The term Aquatic Biofuels refers to biofuels produced from aquatic photosynthetic organisms (mainly algae) and organic wastes of the fish industry.

Around the world, an urgent demand for alternative, sustainable fuels and feedstocks is growing due to rising oil prices and growing pollution concerns. Compared to other feedstocks, algae holds enormous potential as a high-yield source of biodiesel, ethanol and aviation fuels without competing for food supplies or arable land.

Algae are the fastest-growing plants in the world. Like other plants, they use photosynthesis to harness sunlight and carbon dioxide. Energy is stored inside the cell as lipids (the source for oil) and carbohydrates. Algae can be converted into biodiesel, ethanol, biocrude and aviation fuels.

Among biofuels projects, algae is commonly grown in two scenarios. The first is in ponds, and the second is grown in closed translucent containers called photobioreactors (PBRs).

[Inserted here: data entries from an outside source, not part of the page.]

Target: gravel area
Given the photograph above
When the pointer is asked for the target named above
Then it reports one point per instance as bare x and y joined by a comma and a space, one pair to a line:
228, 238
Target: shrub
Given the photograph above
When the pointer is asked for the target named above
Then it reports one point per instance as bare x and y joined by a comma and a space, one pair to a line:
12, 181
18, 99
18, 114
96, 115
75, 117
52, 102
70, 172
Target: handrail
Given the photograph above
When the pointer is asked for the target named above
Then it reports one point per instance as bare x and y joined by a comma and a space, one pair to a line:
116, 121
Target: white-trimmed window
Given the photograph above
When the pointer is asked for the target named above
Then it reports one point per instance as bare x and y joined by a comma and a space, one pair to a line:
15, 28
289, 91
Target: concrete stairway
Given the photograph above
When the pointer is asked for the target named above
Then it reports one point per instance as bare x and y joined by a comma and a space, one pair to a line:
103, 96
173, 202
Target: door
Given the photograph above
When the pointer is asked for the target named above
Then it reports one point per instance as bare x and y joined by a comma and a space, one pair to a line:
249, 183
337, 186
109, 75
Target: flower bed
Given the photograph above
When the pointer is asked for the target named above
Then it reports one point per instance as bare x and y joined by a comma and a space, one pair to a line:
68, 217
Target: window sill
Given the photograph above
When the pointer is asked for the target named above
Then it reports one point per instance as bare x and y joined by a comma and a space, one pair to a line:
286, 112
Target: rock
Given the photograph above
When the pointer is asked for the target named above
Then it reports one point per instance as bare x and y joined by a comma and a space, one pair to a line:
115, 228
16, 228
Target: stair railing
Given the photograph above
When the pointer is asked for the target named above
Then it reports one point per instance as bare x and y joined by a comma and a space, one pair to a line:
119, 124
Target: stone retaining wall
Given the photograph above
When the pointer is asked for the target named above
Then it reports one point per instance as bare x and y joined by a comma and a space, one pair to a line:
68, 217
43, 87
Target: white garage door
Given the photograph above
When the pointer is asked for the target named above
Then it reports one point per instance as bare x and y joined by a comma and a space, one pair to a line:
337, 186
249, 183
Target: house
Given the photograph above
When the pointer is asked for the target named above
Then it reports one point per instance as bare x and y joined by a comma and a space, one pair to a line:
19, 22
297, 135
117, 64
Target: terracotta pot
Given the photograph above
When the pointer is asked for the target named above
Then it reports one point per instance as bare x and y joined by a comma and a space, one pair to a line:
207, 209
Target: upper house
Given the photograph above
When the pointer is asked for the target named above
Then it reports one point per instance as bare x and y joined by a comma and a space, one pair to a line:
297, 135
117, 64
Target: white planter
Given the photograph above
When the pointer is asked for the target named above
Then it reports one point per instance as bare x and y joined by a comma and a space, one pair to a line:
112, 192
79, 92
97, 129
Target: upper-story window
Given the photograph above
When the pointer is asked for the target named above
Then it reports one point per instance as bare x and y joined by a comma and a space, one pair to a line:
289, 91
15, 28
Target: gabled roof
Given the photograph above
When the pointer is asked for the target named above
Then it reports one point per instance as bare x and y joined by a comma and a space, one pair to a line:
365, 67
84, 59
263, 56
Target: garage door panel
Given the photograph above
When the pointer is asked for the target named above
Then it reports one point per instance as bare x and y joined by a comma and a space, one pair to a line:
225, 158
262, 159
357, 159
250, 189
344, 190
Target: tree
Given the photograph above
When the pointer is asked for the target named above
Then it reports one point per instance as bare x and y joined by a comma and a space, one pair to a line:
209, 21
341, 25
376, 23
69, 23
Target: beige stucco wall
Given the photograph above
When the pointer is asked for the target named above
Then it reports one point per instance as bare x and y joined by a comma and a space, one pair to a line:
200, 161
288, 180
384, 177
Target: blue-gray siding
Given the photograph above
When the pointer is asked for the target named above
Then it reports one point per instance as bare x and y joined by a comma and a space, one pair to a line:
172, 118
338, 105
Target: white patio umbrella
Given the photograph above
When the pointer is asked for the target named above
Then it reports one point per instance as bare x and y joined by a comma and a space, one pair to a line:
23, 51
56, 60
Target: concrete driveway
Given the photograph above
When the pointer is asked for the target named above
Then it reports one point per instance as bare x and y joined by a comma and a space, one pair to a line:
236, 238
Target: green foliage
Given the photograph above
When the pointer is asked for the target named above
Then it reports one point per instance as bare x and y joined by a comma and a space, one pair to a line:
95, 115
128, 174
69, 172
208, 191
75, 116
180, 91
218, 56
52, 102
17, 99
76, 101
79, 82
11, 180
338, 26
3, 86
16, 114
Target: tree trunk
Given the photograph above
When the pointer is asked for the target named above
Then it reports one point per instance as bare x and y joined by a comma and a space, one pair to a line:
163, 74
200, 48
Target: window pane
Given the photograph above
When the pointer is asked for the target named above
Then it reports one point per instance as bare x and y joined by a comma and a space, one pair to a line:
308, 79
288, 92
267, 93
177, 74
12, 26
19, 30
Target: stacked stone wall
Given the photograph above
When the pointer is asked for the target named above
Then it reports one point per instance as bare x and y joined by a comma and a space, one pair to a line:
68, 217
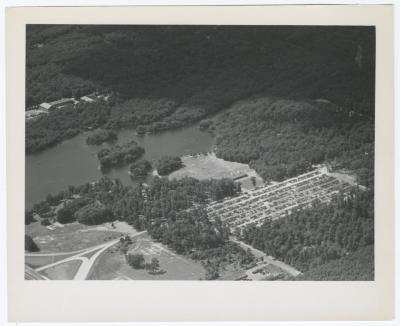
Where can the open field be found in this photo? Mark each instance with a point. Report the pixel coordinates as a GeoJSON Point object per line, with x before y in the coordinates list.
{"type": "Point", "coordinates": [70, 237]}
{"type": "Point", "coordinates": [111, 265]}
{"type": "Point", "coordinates": [63, 271]}
{"type": "Point", "coordinates": [210, 167]}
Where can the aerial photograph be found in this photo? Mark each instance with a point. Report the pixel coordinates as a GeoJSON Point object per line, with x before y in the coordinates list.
{"type": "Point", "coordinates": [199, 152]}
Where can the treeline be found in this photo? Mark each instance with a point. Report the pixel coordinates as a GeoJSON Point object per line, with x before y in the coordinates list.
{"type": "Point", "coordinates": [184, 73]}
{"type": "Point", "coordinates": [63, 123]}
{"type": "Point", "coordinates": [119, 154]}
{"type": "Point", "coordinates": [140, 169]}
{"type": "Point", "coordinates": [283, 138]}
{"type": "Point", "coordinates": [314, 236]}
{"type": "Point", "coordinates": [101, 136]}
{"type": "Point", "coordinates": [168, 164]}
{"type": "Point", "coordinates": [171, 211]}
{"type": "Point", "coordinates": [356, 266]}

In both cases the growth of algae requires a source of carbon, light, nutrients, and warm water.

Microalgae are currently cultivated commercially for human nutritional products around the world in several dozen small- to medium-scale production systems, producing a few tens to a several hundreds of tons of biomass annually. The main algae genera currently cultivated photosynthetically (e.g. with light energy) for various nutritional products are Spirulina, Chlorella, Dunaliella and Haematococcus.

Total world production of dry algal biomass for these algae is estimated at about 10,000 tons per year. About half of this produced takes place in mainland China, with most of the rest in Japan, Taiwan, U.S.A., Australia and India, and a few small producers in some other countries.

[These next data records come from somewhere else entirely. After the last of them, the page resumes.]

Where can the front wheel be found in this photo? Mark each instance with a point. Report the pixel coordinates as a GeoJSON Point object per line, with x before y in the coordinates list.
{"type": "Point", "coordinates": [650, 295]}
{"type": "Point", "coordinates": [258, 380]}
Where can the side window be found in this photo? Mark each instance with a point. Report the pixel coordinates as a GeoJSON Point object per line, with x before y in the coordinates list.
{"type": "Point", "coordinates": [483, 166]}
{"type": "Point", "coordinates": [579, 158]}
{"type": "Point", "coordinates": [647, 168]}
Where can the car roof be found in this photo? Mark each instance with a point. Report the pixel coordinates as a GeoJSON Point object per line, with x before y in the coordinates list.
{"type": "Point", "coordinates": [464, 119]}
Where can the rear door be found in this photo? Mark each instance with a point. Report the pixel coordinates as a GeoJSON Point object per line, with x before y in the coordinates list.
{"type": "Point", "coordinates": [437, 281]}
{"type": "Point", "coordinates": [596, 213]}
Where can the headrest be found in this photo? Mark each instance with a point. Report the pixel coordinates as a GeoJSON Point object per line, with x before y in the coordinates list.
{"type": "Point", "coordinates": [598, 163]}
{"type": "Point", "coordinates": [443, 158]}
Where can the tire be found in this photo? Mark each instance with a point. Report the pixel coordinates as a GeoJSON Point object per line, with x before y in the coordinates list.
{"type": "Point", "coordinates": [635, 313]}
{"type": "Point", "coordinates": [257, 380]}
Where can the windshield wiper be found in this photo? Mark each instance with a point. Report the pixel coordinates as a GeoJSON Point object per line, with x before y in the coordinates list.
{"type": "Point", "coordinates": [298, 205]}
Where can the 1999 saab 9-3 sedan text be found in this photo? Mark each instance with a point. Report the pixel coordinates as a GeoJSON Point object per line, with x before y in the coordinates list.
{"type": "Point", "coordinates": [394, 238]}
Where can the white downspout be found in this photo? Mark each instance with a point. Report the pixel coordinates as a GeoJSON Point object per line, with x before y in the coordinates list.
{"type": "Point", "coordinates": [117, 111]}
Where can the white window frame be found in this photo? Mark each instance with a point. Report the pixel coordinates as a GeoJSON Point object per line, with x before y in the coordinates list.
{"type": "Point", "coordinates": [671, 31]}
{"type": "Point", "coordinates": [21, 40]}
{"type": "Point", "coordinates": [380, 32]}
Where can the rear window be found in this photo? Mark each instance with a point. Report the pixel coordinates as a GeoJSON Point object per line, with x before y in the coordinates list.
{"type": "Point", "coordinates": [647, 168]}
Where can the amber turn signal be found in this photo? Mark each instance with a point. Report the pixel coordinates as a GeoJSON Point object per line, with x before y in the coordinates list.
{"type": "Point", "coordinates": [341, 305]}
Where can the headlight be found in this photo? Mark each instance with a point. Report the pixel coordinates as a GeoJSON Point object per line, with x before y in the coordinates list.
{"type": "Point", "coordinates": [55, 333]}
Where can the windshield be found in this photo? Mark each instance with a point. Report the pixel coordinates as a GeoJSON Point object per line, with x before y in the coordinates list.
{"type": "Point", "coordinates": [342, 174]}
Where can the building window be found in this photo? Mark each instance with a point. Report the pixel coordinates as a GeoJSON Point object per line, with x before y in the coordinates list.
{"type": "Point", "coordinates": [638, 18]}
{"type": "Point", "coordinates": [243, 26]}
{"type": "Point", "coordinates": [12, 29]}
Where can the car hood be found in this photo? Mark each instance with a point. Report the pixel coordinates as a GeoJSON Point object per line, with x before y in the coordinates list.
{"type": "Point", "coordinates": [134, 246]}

Microalgae biomass is also produced for live aquaculture feeds in systems that individually produce from a few kilograms to a few tons of biomass annually. Microalgae flourish in municipal wastewater treatment ponds, where they perform a waste purifying function, but harvesting of the algal biomass is generally not practiced, and where it is the chemical flocculants used to remove the algal cells limit further uses of the algal biomass, even for biofuels (e.g. anaerobic digestion for methane generation).

Finally, production of microalgae for nutritional products is also carried out commercially by dark fermentations (using starch or sugar, -rather than light energy and CO2) as in photosynthesis with a few thousand tons of algal biomass with a high content of valuable omega-3 oils, used mainly in infant formulas, produced by this route. This approach has also been proposed by at least one company as a near-term route for biodiesel production. However, here we emphasize photosynthetic processes and such fermentation systems are not discussed further.